In patients with prior lenalidomide exposure, the median PFS was not reached in the triple therapy group, while it was 12.1 months for the Kd group (HR 0.52, 95% CI 0.34-80). Among patients who were lenalidomide refractory, median PFS for the triple therapy group was not reached; it was 11.1 months for the Kd group (HR 0.45, 95% CI, 0.28-74).

“So, the PFS benefit was maintained not just in other subgroups, but in these 2 clinically meaningful subgroups as well," Usmani said.

Patients in the triple therapy group had higher rates of serious adverse events (AEs), including 5 treatment-related deaths due to pneumonia, sepsis, septic shock infection, and cardiac arrest. The most common AEs were thrombocytopenia, anemia, diarrhea, hypertension, upper respiratory tract infection, fatigue, and shortness of breath. Investigators reported cardiac events in 5% to 8% of patients, consistent with prior studies, but heart failure was lower in the triple therapy group.

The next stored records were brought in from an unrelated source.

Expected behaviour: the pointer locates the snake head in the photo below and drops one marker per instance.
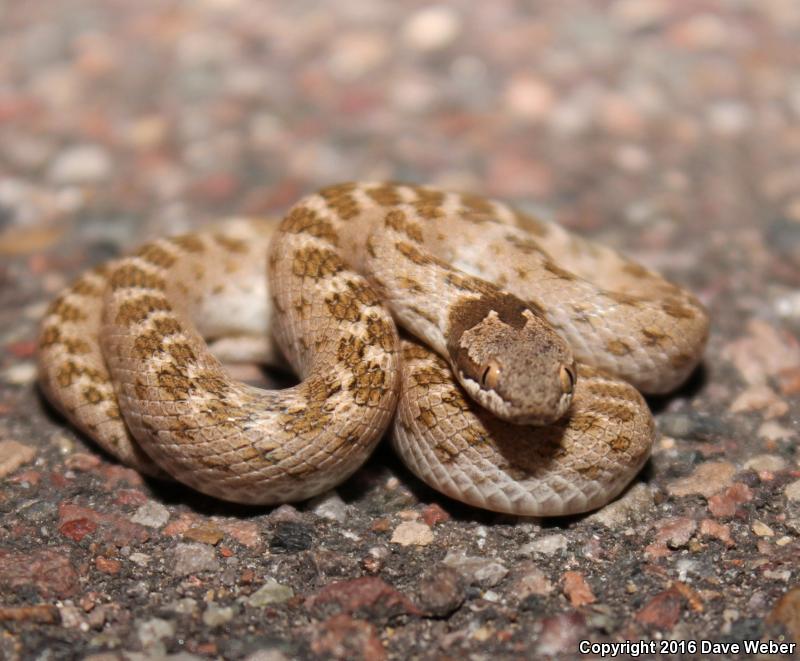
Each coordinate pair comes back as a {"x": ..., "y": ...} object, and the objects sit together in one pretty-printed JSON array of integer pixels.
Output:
[{"x": 510, "y": 360}]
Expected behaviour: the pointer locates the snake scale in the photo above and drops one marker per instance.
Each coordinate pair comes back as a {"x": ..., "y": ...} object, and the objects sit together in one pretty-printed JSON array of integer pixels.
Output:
[{"x": 514, "y": 387}]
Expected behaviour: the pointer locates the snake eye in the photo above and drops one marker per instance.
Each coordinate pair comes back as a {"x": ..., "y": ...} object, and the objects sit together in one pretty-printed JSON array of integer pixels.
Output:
[
  {"x": 567, "y": 377},
  {"x": 490, "y": 375}
]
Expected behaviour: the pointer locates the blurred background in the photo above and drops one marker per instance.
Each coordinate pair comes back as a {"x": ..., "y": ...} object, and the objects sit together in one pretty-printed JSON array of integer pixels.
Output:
[{"x": 649, "y": 120}]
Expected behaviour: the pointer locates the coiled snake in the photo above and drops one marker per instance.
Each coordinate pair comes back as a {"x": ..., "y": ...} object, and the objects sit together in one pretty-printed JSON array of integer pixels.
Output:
[{"x": 563, "y": 338}]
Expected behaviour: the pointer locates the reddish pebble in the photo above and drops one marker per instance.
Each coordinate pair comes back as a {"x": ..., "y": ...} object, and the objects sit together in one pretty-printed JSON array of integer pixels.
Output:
[
  {"x": 77, "y": 529},
  {"x": 662, "y": 611},
  {"x": 130, "y": 497},
  {"x": 31, "y": 477},
  {"x": 368, "y": 597},
  {"x": 342, "y": 637},
  {"x": 711, "y": 528},
  {"x": 82, "y": 462},
  {"x": 107, "y": 565},
  {"x": 577, "y": 589}
]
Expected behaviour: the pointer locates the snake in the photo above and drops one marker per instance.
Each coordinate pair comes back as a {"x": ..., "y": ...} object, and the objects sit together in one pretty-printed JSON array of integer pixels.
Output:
[{"x": 506, "y": 357}]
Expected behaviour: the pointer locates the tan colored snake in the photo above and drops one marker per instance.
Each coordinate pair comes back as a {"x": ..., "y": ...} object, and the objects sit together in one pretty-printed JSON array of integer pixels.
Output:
[{"x": 564, "y": 337}]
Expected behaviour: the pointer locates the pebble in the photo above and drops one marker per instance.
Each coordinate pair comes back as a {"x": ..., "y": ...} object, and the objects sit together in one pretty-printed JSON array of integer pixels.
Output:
[
  {"x": 577, "y": 589},
  {"x": 184, "y": 606},
  {"x": 792, "y": 491},
  {"x": 547, "y": 545},
  {"x": 206, "y": 533},
  {"x": 766, "y": 462},
  {"x": 215, "y": 615},
  {"x": 343, "y": 637},
  {"x": 431, "y": 28},
  {"x": 81, "y": 164},
  {"x": 675, "y": 532},
  {"x": 529, "y": 97},
  {"x": 151, "y": 515},
  {"x": 291, "y": 536},
  {"x": 267, "y": 655},
  {"x": 762, "y": 529},
  {"x": 560, "y": 636},
  {"x": 271, "y": 592},
  {"x": 636, "y": 503},
  {"x": 706, "y": 480},
  {"x": 193, "y": 559},
  {"x": 369, "y": 597},
  {"x": 154, "y": 630},
  {"x": 412, "y": 533},
  {"x": 13, "y": 455},
  {"x": 484, "y": 572},
  {"x": 329, "y": 506},
  {"x": 724, "y": 504},
  {"x": 662, "y": 611},
  {"x": 532, "y": 581},
  {"x": 440, "y": 591},
  {"x": 720, "y": 531}
]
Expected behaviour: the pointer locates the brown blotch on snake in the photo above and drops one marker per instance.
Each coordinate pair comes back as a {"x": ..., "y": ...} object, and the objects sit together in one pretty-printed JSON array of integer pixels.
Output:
[{"x": 497, "y": 343}]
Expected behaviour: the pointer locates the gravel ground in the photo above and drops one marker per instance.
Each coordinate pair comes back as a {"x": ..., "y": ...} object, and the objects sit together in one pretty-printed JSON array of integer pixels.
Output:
[{"x": 668, "y": 129}]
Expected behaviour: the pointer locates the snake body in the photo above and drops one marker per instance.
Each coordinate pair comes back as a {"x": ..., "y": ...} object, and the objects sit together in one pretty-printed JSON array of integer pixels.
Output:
[{"x": 513, "y": 321}]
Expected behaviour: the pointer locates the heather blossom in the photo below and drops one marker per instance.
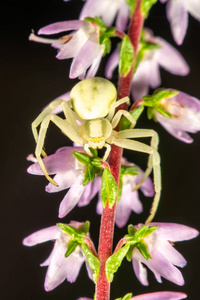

In a statement, Usmani pointed out that multiple myeloma is heterogenous disease, so multiple treatment options are needed to address different patient needs. “Even within a single patient we see many different clones, at an average of 10-15 clones at the time of diagnosis—so if you want optimal disease control you have to target different mechanisms of action to control the disease more effectively.”

Reference

Usmani SZ, Quach H, Mateos MV, et al. Carfilzomib, dexamethasone, and daratumumab versus carfilzomib and dexamethasone for the treatment of patients with relapsed or refractory multiple myeloma (RRMM): primary analysis results from the randomized, open-label, phase 3 study CANDOR. Presented at the 61st American Society of Hematology Annual Meeting and Exposition; Orlando, Florida; December 7-10, 2019; Abstract LBA-6. ash.confex.com/ash/2019/webprogram/Paper132629.html.